И он коротко и очень сильно ударил меня в бок, так что в глазах у меня потемнело, и я на секунду даже потерял сознание.
– Не трогайте меня, дяденька, – закричал я, – у меня туберкулез, и мне осталось жить очень мало. Отпустите меня, пожалуйста, я больше не буду ездить в метро, и издеваться над людьми, словно я самый умный, а они все дураки!
– А мне плевать, что ты туберкулезник, и что тебе осталось жить очень мало, – уже на всю станцию закричал этот Рэмбо. – Я тебя сейчас сам убью, и брошу вниз на рельсы, так что от тебя останется через минуту одно мокрое место!
После этого он опять ударил меня в бок, так что я упал на гладкий пол станции, ударившись головой, и потеряв на мгновение сознание, а изо рта у меня пошла белая пена. Я ощутил на губах вкус этой пены, и сразу же понял, что она белая, и еще чуть-чуть подкрашена моей красной кровью. Позже я научился пускать такую подкрашенную кровью пену, за что всегда был благодарен этому московскому Рэмбо, решившего поучить уму – разуму наглого и зарвавшегося юнца. Что произошло дальше, я не очень хорошо понимаю до сих пор.
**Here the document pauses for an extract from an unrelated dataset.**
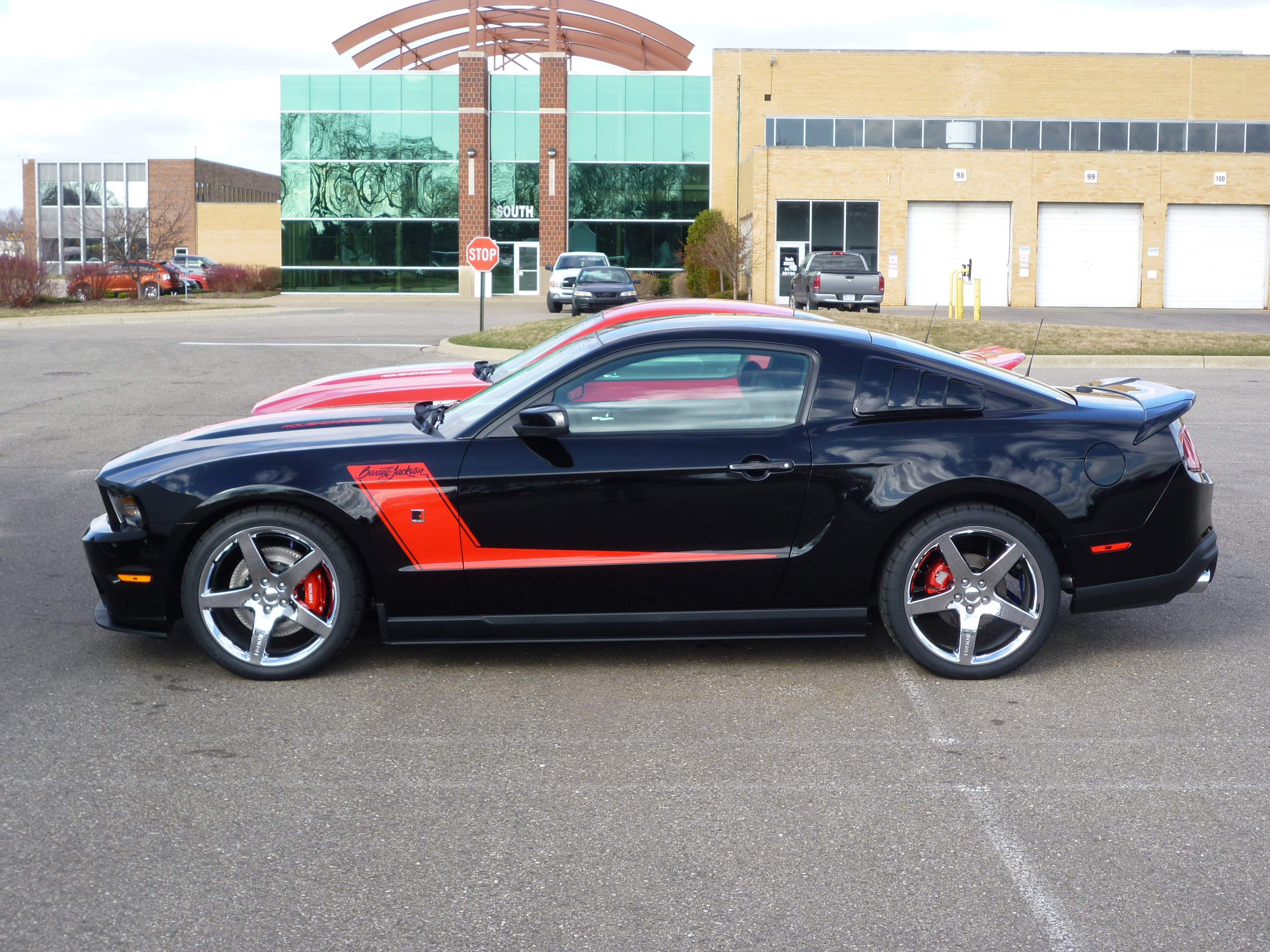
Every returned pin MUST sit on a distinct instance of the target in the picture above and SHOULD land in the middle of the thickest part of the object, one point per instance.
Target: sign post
(483, 256)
Видимо, мой вид, вид лежащего на полу юродивого, пускающего изо рта белую, подкрашенную кровью пену, был так страшен, и вызвал в голове моего обидчика такие противоречивые чувства, что он инстинктивно отшатнулся от меня, сделал несколько шагов назад, и упал на рельсы прямо перед подъезжающим к станции поездом. Его предсмертный крик был так страшен, что услышали его, очевидно, на всех станциях и во всех вагонах метро. Дальше же было все очень просто. Сразу же появилась милиция и санитары, меня отвели в медпункт, дали успокоительного, умыли лицо, почистили, и отпустили домой, сунув даже в карман небольшую пригоршню мелких монет. Милиции я сказал, что приехал из провинции поступать в институт, что, кстати, было почти что правдой, и что живу временно у своей родственницы. Они позвонили Евгении, и та все подтвердила. На вопрос, видел ли я мужчину, упавшего на рельсы, я сказал, что не видел, так как у меня начался приступ, во время которого ничего видеть и слышать я не мог.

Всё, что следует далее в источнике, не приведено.